- Country: United States
- Language: English
- Genres: Suspense, horror

Publication
- Published in: Transgressions: Volume Two, Transgressions: Terror's Echo (audiobook), Just After Sunset
- Publication type: Anthology
- Media type: Hardcover
- Publication date: 2003

= The Things They Left Behind =

"The Things They Left Behind" is short story by American writer Stephen King, originally published in the compilation Transgressions: Volume Two edited by Ed McBain and published by Forge Books. It is one of three stories that is also available on audiobook compilation, in the "Transgressions" series, titled Terror's Echo and read by John Bedford Lloyd. It was later included in King's own 2008 collection Just After Sunset.

==Plot summary==
Almost a year after 9/11, strange things start happening to narrator Scott Staley, who—at the time of the attacks—had been employed at "Light and Bell Insurance" on the 110th floor of the World Trade Center. Not only is Scott unable to get rid of his survivor's guilt (on 9/11, he followed an inner voice which told him to take a day off and enjoy the sun), but items belonging to his late colleagues suddenly begin appearing in his apartment. A pair of sunglasses, a baseball bat, a whoopee cushion – Scott can identify them all. After convincing himself that they are no illusion and that others can see them, Scott tries disposing the items in a dumpster. However, they reappear after he returns home.

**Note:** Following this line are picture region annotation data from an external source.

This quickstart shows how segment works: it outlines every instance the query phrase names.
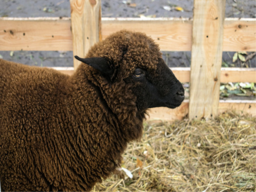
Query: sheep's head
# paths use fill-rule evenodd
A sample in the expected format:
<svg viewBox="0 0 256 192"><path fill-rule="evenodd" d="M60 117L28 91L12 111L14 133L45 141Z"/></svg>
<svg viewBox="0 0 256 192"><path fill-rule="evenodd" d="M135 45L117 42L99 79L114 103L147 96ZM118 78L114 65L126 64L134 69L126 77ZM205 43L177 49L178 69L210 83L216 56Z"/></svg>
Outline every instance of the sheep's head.
<svg viewBox="0 0 256 192"><path fill-rule="evenodd" d="M94 45L86 58L76 58L112 84L132 85L139 111L174 108L184 99L182 85L162 59L158 45L143 33L121 31Z"/></svg>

He explains this to Paula, a neighbor, who offers to stow away one of the things. Soon, Paula experiences the most horrible nightmare of her life. In her own mind, she recreates the last minutes of the item's owner. Paula immediately returns the object, but makes Scott understand his mission: he must give the things to the victims' family members– and on seeing the joy on their faces, he feels his guilt slowly fade away.

==Adaptations in other media==
The story has been adapted into an extended short film by filmmaker Pablo Macho Maysonet IV, produced by Shattered Dreams Productions.

A new adaptation of the short story directed by Guillaume Heulard and Stéphane Valette is currently in film festivals.